Gov. Phil Murphy settled one question Tuesday for New Jersey’s 2,500 public schools and 1.4 million students in the midst of the coronavirus pandemic — but left plenty unanswered.
A week into his full “stay at home” order for New Jersey and its schools, Murphy started his daily COVID-19 press briefing with an announcement that the state would seek a waiver from the federal government on required standardized testing for students this spring, a contentious issue in this state.
Approval is all but assured, as the federal Department of Education has said it would approve the testing waivers for the hardest-hit states. New Jersey has the second highest number of confirmed coronavirus cases in the country.
“With students at home and not in their regular classrooms, it is simply not feasible for us to be able to move forward with testing in any meaningful way,” Murphy said in Newark.
“The number-one priority is for students to be able to work on the lessons before them and to use the time as best as possible to keep up with their current studies,” the governor continued. “Many parents have moved into a dual role as classroom educator, and it would not be fair for them to also pick up the role of test proctor as well.”
No word on length of closure
But at the same briefing, Murphy continued to hedge on how long schools would remain closed in favor of the remote learning now taking place, in a school year that now has just three months to go. He gave his familiar “until further notice.”
“That’s just not a decision we have made yet,” Murphy said to a question from NJ Spotlight. “I think folks should expect that schools will be closed for a meaningful period of time. That is hardly making news, I know, but when we have a more specific sense, I’ll give it to you.”
And even the long-expected cancellation of state testing raised some questions about what it would mean for students who are required under law to pass the tests for high school graduation come June.
A vast majority of the upcoming graduates are well-through the process at this point. Still, for the rest, Murphy said it would not change current graduation requirements that mandate passing either an 11th grade test or alternative measures, the latter of which take place in school settings. They include achieving certain thresholds on college-prep tests like the SAT or the ACT and a “portfolio appeal” process where a student’s classroom work is taken into consideration.

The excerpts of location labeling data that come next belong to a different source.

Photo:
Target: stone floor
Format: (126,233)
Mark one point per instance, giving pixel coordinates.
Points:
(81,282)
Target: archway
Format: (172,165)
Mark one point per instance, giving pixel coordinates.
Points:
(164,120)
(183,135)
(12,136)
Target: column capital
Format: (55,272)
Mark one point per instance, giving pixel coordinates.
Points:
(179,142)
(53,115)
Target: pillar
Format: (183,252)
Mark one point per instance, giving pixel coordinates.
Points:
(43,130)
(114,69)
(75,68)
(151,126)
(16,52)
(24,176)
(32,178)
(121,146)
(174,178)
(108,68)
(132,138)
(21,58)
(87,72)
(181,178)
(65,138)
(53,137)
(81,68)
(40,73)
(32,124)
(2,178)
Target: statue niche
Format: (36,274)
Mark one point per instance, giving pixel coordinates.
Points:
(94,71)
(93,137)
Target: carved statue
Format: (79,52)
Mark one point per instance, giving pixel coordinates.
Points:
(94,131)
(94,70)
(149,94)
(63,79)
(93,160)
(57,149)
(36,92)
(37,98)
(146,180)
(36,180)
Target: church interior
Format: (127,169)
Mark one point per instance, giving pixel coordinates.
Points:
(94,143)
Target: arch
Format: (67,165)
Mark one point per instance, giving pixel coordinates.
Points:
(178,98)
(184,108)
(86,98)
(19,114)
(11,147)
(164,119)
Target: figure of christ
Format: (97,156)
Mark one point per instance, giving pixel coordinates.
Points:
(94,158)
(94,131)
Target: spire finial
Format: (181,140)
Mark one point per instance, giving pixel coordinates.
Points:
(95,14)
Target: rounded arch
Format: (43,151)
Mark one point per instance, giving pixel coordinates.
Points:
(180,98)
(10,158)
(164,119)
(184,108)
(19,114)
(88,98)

But when pressed on how that process would happen with schools shut down, Murphy said students wouldn’t be blocked from graduating due to either the changes or the new uncertainty about the end of the school year. Separate state guidance has laid out that the portfolio appeal process should continue.
“We are not going to prevent students from graduating high school due to the decisions we are making about standardized testing or how long schools will be open,” the governor said.

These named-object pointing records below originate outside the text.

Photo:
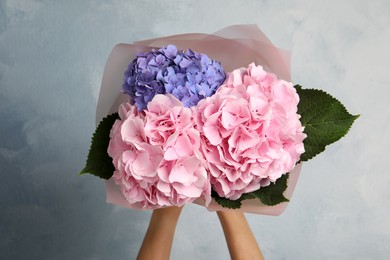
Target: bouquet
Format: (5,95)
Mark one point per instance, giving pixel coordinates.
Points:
(208,119)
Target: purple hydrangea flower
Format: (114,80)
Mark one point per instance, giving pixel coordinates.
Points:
(189,76)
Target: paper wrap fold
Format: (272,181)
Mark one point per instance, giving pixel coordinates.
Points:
(235,46)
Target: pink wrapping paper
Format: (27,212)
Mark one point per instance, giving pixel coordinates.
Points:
(235,46)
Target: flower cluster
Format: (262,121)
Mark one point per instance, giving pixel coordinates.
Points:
(251,129)
(189,76)
(155,155)
(240,139)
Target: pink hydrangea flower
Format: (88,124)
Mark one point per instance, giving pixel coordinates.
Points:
(156,155)
(250,131)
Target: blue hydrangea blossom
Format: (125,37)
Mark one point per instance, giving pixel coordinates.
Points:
(189,76)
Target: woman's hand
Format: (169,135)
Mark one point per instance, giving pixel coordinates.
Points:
(159,236)
(239,238)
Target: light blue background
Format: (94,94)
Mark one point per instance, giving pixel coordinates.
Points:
(52,55)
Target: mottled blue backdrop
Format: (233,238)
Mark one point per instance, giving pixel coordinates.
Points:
(52,55)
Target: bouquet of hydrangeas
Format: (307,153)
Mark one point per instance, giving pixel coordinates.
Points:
(190,131)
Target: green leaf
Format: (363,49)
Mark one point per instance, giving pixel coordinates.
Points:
(99,163)
(273,194)
(325,119)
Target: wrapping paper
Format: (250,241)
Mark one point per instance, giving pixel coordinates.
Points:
(235,46)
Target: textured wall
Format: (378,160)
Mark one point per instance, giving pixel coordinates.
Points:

Once the waiver is approved by Washington, Murphy said he would issue an executive order for the one-year suspension and hinted it could involve changes to other education mandates as well. The department said it would also involve the suspension of standardized testing for students with limited English skills and other special needs. The order had yet to be released last night.
Welcome news in some quarters
Even with the lingering questions, Murphy’s announcement of the planned suspension of state testing was welcomed from some school groups, including the New Jersey Education Association, the state’s dominant teachers union that has long been a critic of the testing.

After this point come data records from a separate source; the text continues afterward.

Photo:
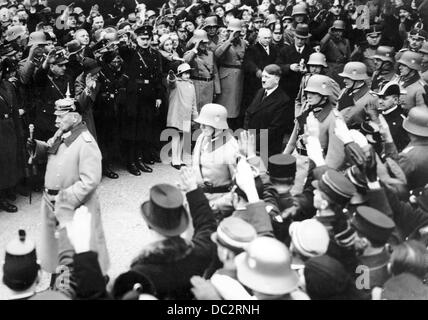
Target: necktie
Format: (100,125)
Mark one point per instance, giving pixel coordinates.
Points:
(264,96)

“NJEA supports the decision to eliminate standardized testing this year,“ texted Steve Baker, a spokesperson for the union. “Under these circumstances, there is no way to administer those tests and no justification for losing one minute of available instructional time. We are pleased that the [administration] is pursuing the waiver.”
In what has become an annual ritual that dominates the school day for weeks, the testing would have commenced in earnest in the next month, with exams administered to every student in grades 3-8 in language arts and math and then again in high schools in specific subject areas.
In place now for decades, the statewide exams are developed and administered through the state DOE, but as they are ordered through federal law, cancelling them requires a federal waiver.
But the testing here has been contentious to say the least, with New Jersey among the states that saw open protests several years ago and widespread “opt-outs” by students and their families.
Murphy ran for office on a platform that called for an immediate end to the PARCC testing the state had in place at the time. But that process turned out to be more complicated than maybe had been expected.
The state did technically end PARCC, as other states abandoned it as well. But the same online testing basically remains in place under a different name — Student Learning Assessments. And while the administration has said it plans to seek what it terms as a “next generation of testing,” that request for proposals has still not gone out as of several weeks ago.